For the past 7 years, people throughout the Midwest have fallen in love with the songs of Annie Capps. With her sweet, wry, perspective on things, Capps puts herself - and a host of other subjects - on a laboratory slide, peers in close, and makes discoveries that ring satisfyingly true. Her fourth album, One Big Show - beautifully crafted with husband and multi-instrumentalist collaborator Rod Capps - features 12 original songs (and one surprising but perfect cover) that explore relationships, war, religious fanaticism, and plenty of that tried and true self analysis perspective Annie is best at.
Annie Capps wrote her first song at age 11; she's been involved in music ever since, fronting a variety of Detroit-area bands. Her inexorable move toward a more stripped-down, introspective and masterfully musical take on the singer/songwriter genre has earned her a host of Detroit Music Award nominations and enchanted audiences in coffeehouses and festivals throughout Michigan and beyond.
One Big Show is just that - jam-packed with Annie-songs and emboldened by a cast of thousands. OK, not thousands, but a good-sized roomful of some of Michigan's finest singers and musicians who jumped at the chance to play on the record. Basic tracks feature the core band: Annie Capps on her magnificently, eloquent rhythm guitar; Rod Capps on guitar, banjo, mandolin and bass; Christine Schinker on drums/percussion and harmony vocals; and Greta Mae on fiddle.

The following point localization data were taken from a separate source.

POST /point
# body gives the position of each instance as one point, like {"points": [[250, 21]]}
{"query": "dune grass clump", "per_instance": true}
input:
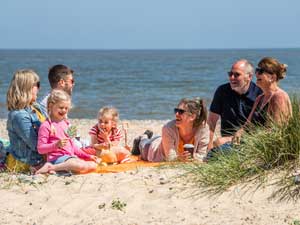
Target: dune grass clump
{"points": [[262, 152]]}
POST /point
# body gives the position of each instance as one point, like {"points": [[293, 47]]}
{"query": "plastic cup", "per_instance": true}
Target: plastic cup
{"points": [[189, 148]]}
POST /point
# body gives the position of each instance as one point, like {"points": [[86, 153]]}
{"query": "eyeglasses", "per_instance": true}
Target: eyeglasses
{"points": [[235, 74], [260, 71], [38, 84], [179, 111], [71, 80]]}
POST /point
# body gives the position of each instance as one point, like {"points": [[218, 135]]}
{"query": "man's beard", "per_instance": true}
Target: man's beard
{"points": [[69, 91], [241, 89]]}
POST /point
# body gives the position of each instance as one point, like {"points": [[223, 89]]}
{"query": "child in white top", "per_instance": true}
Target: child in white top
{"points": [[106, 137]]}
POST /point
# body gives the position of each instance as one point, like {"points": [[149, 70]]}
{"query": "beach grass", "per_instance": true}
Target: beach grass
{"points": [[264, 152]]}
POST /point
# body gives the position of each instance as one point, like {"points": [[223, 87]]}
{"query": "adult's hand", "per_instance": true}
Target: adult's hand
{"points": [[184, 156], [62, 142]]}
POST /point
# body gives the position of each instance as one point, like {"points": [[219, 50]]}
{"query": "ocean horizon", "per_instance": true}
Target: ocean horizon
{"points": [[141, 83]]}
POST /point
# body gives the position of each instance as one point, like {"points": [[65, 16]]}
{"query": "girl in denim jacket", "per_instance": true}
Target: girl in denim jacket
{"points": [[23, 121]]}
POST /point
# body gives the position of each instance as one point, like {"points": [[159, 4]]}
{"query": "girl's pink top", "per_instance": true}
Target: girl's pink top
{"points": [[50, 133]]}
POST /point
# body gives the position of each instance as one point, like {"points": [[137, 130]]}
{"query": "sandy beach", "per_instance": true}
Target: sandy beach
{"points": [[141, 196]]}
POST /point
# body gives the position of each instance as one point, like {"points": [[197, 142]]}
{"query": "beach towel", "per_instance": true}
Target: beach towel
{"points": [[127, 166]]}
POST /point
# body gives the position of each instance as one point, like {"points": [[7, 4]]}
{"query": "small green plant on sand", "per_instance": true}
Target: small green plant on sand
{"points": [[262, 152], [118, 204], [296, 222]]}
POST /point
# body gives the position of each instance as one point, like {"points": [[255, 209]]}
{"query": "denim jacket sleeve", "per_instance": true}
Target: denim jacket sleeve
{"points": [[26, 129]]}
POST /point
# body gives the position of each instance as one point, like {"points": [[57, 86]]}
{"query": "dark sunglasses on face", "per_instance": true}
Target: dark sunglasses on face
{"points": [[260, 71], [179, 111], [38, 84], [235, 74], [71, 80]]}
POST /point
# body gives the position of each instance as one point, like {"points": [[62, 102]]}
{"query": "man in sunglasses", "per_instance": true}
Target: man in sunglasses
{"points": [[60, 78], [232, 103]]}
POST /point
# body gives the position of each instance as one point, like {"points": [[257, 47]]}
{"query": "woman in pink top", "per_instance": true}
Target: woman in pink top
{"points": [[188, 127], [54, 139]]}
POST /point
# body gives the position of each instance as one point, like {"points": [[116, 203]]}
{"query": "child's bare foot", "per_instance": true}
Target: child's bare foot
{"points": [[47, 168]]}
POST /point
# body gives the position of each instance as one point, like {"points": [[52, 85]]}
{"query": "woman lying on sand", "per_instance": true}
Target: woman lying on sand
{"points": [[188, 127], [23, 122]]}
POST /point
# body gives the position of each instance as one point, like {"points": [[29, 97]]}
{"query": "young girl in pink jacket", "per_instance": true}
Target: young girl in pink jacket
{"points": [[54, 139]]}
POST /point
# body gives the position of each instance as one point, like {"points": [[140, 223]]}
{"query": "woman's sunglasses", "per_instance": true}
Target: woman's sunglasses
{"points": [[38, 84], [179, 111], [235, 74], [260, 71]]}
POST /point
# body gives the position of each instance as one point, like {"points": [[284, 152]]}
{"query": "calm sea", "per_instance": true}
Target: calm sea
{"points": [[142, 84]]}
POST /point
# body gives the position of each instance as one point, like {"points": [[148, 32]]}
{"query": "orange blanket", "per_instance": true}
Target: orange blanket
{"points": [[126, 166]]}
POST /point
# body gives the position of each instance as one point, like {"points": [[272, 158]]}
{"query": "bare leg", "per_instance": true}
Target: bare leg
{"points": [[72, 164]]}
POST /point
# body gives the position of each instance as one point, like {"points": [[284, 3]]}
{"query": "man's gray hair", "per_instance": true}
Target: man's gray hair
{"points": [[249, 68]]}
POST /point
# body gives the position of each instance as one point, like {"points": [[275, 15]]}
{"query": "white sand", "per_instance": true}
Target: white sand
{"points": [[152, 196]]}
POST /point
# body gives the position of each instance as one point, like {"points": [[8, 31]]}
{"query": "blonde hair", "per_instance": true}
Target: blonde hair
{"points": [[57, 96], [196, 106], [109, 111], [19, 93], [273, 66]]}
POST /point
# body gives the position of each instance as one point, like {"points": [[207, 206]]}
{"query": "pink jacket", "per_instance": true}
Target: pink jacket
{"points": [[49, 134]]}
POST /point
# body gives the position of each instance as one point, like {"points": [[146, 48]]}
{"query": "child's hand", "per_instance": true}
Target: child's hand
{"points": [[104, 134], [62, 142], [101, 146], [184, 156]]}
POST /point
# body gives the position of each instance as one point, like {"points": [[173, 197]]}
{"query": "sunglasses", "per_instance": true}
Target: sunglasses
{"points": [[71, 80], [179, 111], [260, 71], [235, 74], [38, 84]]}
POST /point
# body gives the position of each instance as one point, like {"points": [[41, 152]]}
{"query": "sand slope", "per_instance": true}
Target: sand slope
{"points": [[152, 196]]}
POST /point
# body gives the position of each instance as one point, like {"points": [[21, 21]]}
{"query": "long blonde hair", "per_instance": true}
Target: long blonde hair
{"points": [[19, 94]]}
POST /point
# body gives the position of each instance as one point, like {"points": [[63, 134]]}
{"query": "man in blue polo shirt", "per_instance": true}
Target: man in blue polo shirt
{"points": [[232, 103]]}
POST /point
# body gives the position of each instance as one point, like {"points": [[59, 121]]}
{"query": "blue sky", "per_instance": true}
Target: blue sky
{"points": [[151, 24]]}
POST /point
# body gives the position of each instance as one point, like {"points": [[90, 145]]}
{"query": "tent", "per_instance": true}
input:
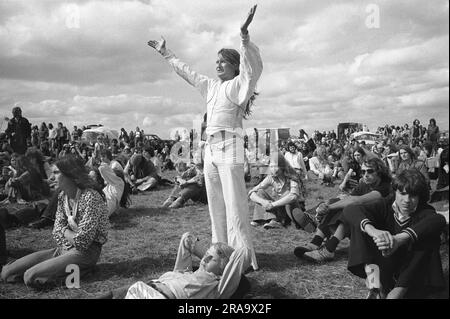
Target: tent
{"points": [[90, 135]]}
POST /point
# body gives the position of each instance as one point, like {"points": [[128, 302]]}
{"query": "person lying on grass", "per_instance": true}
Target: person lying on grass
{"points": [[395, 243], [278, 198], [375, 184], [218, 276]]}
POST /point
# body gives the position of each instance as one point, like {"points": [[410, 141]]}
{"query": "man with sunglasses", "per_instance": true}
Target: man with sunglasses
{"points": [[375, 184], [395, 242]]}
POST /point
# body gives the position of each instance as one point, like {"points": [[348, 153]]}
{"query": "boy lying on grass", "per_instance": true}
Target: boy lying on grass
{"points": [[218, 276]]}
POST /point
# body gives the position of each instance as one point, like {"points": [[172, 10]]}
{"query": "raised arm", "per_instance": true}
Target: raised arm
{"points": [[251, 14], [201, 82], [251, 65]]}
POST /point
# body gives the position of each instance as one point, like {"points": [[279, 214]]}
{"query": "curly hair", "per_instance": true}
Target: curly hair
{"points": [[407, 149], [380, 168], [233, 57], [286, 168], [73, 168], [414, 183]]}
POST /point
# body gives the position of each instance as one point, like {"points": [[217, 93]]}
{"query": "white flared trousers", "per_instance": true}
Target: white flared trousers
{"points": [[227, 195]]}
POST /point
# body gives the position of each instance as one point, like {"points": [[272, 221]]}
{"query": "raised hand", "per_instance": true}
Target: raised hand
{"points": [[249, 19], [159, 46]]}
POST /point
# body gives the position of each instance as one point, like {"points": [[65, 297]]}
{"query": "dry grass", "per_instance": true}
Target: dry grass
{"points": [[143, 242]]}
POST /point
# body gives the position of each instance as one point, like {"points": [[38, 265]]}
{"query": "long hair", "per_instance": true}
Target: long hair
{"points": [[286, 168], [407, 149], [73, 168], [233, 57]]}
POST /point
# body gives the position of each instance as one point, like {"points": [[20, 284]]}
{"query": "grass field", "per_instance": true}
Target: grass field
{"points": [[143, 242]]}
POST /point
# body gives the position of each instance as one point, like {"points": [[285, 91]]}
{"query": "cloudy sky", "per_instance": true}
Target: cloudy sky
{"points": [[325, 62]]}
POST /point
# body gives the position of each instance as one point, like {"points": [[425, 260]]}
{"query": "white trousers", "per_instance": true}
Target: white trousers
{"points": [[227, 195]]}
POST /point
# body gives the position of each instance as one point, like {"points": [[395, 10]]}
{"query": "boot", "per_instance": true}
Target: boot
{"points": [[168, 201], [177, 203]]}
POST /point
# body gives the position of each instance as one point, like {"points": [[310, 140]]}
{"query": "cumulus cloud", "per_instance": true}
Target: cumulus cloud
{"points": [[87, 61]]}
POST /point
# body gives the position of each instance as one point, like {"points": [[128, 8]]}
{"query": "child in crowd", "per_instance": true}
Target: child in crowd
{"points": [[278, 199]]}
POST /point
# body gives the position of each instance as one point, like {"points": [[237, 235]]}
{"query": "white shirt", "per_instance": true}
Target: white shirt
{"points": [[225, 101]]}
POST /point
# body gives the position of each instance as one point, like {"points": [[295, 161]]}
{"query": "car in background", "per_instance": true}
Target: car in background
{"points": [[369, 138]]}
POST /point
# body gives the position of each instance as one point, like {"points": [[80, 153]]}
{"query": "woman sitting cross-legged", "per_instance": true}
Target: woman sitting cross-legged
{"points": [[395, 244], [140, 173], [80, 229], [278, 198], [219, 276], [375, 184], [189, 185]]}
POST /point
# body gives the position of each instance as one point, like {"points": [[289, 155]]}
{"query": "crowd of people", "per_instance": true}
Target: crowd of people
{"points": [[76, 186]]}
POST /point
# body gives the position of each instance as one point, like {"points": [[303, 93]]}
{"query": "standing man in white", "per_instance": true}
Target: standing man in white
{"points": [[228, 101]]}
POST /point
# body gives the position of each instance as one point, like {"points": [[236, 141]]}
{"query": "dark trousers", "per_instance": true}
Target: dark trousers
{"points": [[416, 266], [3, 254]]}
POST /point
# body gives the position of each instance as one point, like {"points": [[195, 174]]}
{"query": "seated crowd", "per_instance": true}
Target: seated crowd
{"points": [[383, 208]]}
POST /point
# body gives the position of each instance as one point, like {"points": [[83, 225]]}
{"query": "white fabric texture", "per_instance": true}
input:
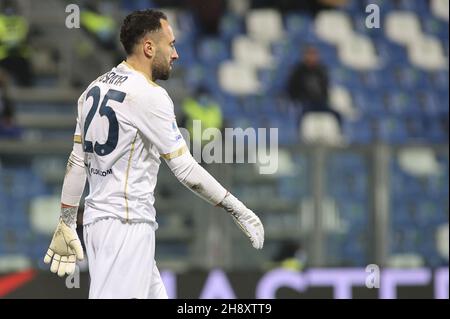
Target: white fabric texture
{"points": [[121, 260]]}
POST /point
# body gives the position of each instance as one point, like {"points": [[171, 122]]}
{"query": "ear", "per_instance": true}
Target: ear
{"points": [[149, 48]]}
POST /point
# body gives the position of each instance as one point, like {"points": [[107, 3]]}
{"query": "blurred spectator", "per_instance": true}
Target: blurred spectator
{"points": [[14, 50], [208, 14], [204, 108], [8, 129], [308, 84]]}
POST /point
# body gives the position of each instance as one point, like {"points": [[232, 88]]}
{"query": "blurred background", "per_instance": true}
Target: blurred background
{"points": [[363, 159]]}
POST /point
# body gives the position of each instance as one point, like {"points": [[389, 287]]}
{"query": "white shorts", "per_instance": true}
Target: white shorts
{"points": [[121, 259]]}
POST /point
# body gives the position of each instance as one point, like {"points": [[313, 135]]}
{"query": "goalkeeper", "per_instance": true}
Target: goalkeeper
{"points": [[125, 124]]}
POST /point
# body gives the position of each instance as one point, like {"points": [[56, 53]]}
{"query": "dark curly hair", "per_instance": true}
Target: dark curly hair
{"points": [[137, 24]]}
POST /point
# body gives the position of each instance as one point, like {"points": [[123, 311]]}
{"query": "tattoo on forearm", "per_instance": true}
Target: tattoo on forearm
{"points": [[69, 215]]}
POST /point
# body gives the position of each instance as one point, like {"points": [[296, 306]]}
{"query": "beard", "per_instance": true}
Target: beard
{"points": [[160, 68]]}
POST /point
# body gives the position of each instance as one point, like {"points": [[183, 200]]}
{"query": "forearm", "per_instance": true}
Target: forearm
{"points": [[73, 186], [197, 179]]}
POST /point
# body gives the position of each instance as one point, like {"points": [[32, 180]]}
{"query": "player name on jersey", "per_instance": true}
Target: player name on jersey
{"points": [[113, 78]]}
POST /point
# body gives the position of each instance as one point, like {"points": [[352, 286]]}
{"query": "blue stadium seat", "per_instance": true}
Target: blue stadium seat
{"points": [[390, 54], [359, 132], [368, 102], [359, 21], [420, 7], [411, 78], [439, 80], [402, 103], [342, 76], [384, 5], [391, 130]]}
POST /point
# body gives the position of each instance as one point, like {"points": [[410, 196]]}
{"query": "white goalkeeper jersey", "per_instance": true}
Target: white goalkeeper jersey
{"points": [[125, 123]]}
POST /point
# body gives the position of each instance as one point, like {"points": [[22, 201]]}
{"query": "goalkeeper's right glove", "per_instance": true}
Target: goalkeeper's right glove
{"points": [[247, 220]]}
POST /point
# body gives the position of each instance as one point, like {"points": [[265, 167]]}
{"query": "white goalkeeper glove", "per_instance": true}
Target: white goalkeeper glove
{"points": [[64, 249], [247, 220]]}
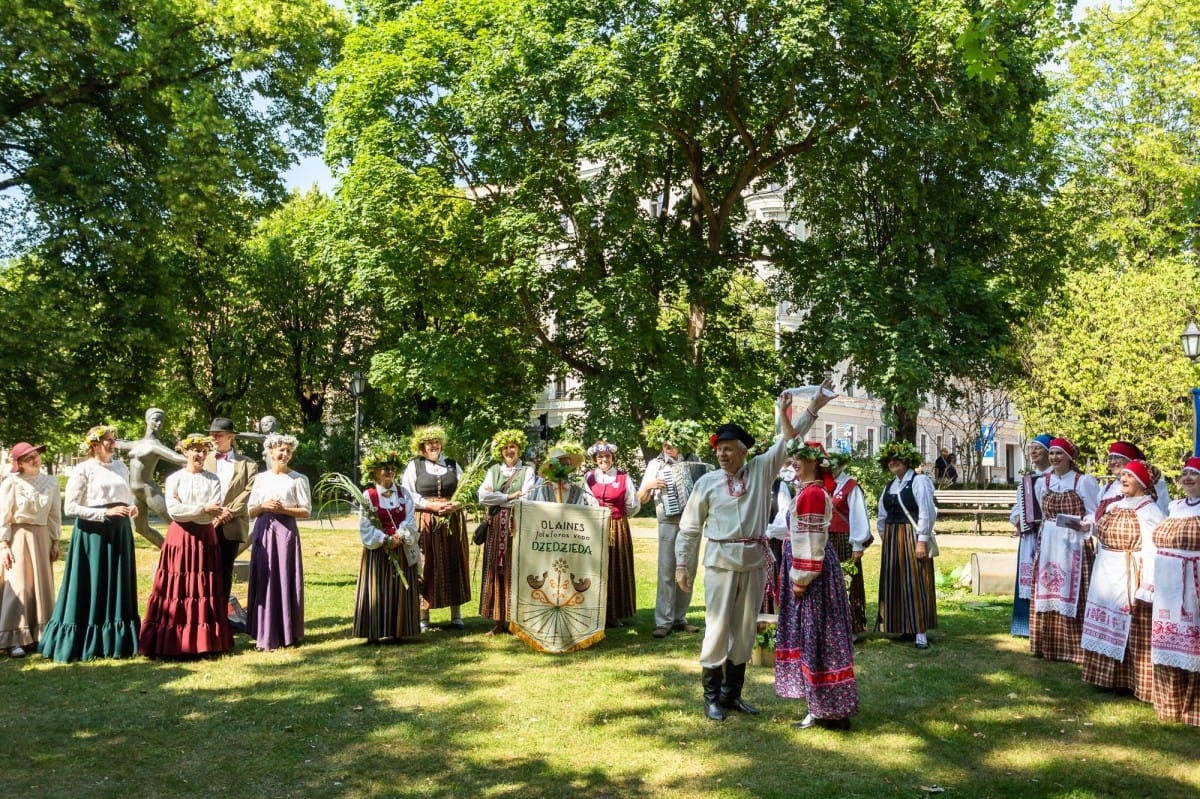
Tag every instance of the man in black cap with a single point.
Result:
(237, 475)
(730, 508)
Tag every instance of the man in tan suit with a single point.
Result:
(237, 474)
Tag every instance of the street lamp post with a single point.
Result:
(1191, 340)
(358, 385)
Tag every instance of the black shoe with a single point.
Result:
(739, 704)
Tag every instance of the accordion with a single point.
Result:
(679, 478)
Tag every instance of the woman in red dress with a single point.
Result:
(613, 490)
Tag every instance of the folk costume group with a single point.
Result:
(1109, 577)
(209, 503)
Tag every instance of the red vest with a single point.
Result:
(611, 496)
(839, 522)
(389, 517)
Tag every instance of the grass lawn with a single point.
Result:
(461, 714)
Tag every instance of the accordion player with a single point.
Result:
(678, 479)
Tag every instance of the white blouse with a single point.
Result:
(1084, 485)
(437, 468)
(610, 478)
(372, 536)
(490, 492)
(30, 500)
(93, 485)
(189, 494)
(289, 487)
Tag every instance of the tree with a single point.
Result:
(603, 154)
(131, 136)
(1103, 356)
(318, 331)
(978, 404)
(928, 229)
(127, 119)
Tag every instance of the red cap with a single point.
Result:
(1139, 470)
(21, 450)
(1066, 446)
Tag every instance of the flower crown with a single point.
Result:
(276, 439)
(507, 437)
(555, 470)
(97, 433)
(379, 456)
(426, 433)
(193, 440)
(601, 446)
(809, 451)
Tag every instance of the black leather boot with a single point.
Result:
(712, 682)
(731, 691)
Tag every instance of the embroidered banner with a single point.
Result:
(558, 578)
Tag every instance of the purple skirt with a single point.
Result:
(275, 594)
(815, 641)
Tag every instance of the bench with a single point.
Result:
(979, 503)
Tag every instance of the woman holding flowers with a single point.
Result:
(30, 521)
(432, 479)
(612, 488)
(557, 472)
(1062, 558)
(96, 614)
(1175, 631)
(275, 594)
(815, 640)
(504, 484)
(388, 604)
(907, 598)
(186, 613)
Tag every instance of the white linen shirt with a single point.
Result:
(187, 494)
(93, 485)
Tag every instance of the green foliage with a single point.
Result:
(1105, 364)
(928, 226)
(138, 142)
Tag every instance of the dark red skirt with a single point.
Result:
(186, 613)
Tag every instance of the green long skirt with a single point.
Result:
(96, 614)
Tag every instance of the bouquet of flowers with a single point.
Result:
(334, 488)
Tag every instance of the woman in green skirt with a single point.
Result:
(96, 614)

Esteemed guests include Detroit-area bassist Pat Prouty (Jan Krist, Whit Hill and the Postcards, the Al Hill Band, the Bettye Lavette Band), C.J. and John Milroy (of the now-defunct Tangerine Trousers); renowned singer/songwriters, Whit Hill and Jan Krist; David Tamulevich and Michael Hough (of Mustard's Retreat); lap steel whiz Dave Keeney; Toledo drummer Tim Gahagan (also of the Postcards); and their own former drummer/percussionist, Greg Sauceda.
For all the rootsiness of the instrumentation, one would hesitate to call the Capps sound country or even alt-country - whatever those monikers even mean any more. Instead, One Big Show offers thoughtful, exuberant songs that have at their core a warm, funky groove and a soulful glow. And that one cover tune: it's the classic "Green, Green Grass of Home" - served up, Annie-style.